Take for example “Solo: A Star Wars Story.” There was a lot of noted behind-the-scenes interference from the writer and studio against the directorial choices of Lord/Miller, to the point where the director team was fired and Ron Howard brought in to replace. That alone changed what the product could have been. And this is coming from someone who enjoyed “Solo.” Are both sides at fault? I’m of the opinion that a director is hired because of their skills to direct and manage the product. Then the writer and studio didn’t like it when the directing team did their jobs. That’s one interpretation of events.
Or take a look at the alleged practices of Joss Whedon during reshoots of Justice League after Zack Snyder left production due to his daughter’s passing.

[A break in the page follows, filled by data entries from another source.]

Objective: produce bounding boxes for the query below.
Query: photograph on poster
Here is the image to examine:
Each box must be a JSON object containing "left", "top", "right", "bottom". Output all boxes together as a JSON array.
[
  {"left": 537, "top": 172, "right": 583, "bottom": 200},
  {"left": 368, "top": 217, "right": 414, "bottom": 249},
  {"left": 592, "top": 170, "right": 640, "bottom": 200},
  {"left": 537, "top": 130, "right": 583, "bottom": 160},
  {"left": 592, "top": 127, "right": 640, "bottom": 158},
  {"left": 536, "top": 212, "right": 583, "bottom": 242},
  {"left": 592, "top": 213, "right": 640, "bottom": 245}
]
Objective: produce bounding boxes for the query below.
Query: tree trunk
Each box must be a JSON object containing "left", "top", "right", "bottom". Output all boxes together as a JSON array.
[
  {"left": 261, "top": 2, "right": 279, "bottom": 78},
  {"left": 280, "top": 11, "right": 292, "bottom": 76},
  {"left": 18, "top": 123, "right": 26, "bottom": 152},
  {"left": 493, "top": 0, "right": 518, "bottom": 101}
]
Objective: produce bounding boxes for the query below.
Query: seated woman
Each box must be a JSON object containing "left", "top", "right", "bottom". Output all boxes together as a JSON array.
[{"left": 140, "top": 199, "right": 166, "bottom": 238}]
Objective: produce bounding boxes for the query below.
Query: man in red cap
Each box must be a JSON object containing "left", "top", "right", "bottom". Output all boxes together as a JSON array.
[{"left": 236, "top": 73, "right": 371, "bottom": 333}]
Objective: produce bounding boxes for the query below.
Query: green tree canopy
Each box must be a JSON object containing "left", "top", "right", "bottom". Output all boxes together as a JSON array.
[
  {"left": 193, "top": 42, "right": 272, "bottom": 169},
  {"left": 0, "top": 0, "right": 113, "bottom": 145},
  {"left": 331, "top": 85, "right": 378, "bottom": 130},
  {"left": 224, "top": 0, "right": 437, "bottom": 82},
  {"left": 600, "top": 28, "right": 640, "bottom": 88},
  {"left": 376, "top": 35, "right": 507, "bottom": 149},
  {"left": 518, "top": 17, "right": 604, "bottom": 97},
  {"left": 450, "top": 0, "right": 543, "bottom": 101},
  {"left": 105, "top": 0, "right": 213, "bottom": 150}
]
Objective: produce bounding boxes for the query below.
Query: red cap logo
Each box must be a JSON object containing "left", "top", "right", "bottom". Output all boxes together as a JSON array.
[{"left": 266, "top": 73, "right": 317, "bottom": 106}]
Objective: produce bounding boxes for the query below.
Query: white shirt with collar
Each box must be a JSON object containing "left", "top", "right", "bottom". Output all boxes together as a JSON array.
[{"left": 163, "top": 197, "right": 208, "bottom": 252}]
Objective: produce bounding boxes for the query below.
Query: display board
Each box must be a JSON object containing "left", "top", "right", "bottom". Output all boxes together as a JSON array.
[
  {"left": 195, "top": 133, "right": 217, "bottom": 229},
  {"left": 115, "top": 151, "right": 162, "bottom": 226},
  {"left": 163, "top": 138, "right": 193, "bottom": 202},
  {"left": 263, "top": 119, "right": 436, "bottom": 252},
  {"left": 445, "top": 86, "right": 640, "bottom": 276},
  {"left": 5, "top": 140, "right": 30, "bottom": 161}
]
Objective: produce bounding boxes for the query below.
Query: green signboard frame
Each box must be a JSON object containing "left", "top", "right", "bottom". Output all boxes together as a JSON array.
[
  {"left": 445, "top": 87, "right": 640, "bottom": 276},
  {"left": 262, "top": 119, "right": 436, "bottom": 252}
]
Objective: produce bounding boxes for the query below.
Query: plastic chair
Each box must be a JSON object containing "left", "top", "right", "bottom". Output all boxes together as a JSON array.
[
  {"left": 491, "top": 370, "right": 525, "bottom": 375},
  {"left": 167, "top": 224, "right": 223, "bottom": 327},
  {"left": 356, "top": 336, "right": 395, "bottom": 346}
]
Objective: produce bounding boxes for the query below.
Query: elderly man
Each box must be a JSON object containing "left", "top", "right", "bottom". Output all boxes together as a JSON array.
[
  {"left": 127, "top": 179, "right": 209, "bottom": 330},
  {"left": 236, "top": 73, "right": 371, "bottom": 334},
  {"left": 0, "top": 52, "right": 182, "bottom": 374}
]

I’m one of those that enjoyed the Hobbit movies, despite the studio interference. Yes, there were choices made by both the studio, and by the director, in an attempt to make a profitable product. There were also executive choices made which hindered decision-making for the director, such as being unable to use any pre-production materials from Guillermo Del Toro’s time as director of the films, and less time for pre-production, when he had years during the production cycle of the LOTR films. Is it Jackson’s job as director to make things work? Yes. Was his time hampered due to decisions made by others, affecting the product as a whole? Also yes. And part of the whole ordeal was to get the movies out before the film rights lapsed back to the Tolkien estate.
I agree that films are big products with moving parts that numerous people sign off on the decisions made, from the production side and executive side, and it’s more than just “one thing” that can “ruin” a movie for people. But film-making is collaborative to try and make the best version of the product, not what one side only thinks is the “best version.”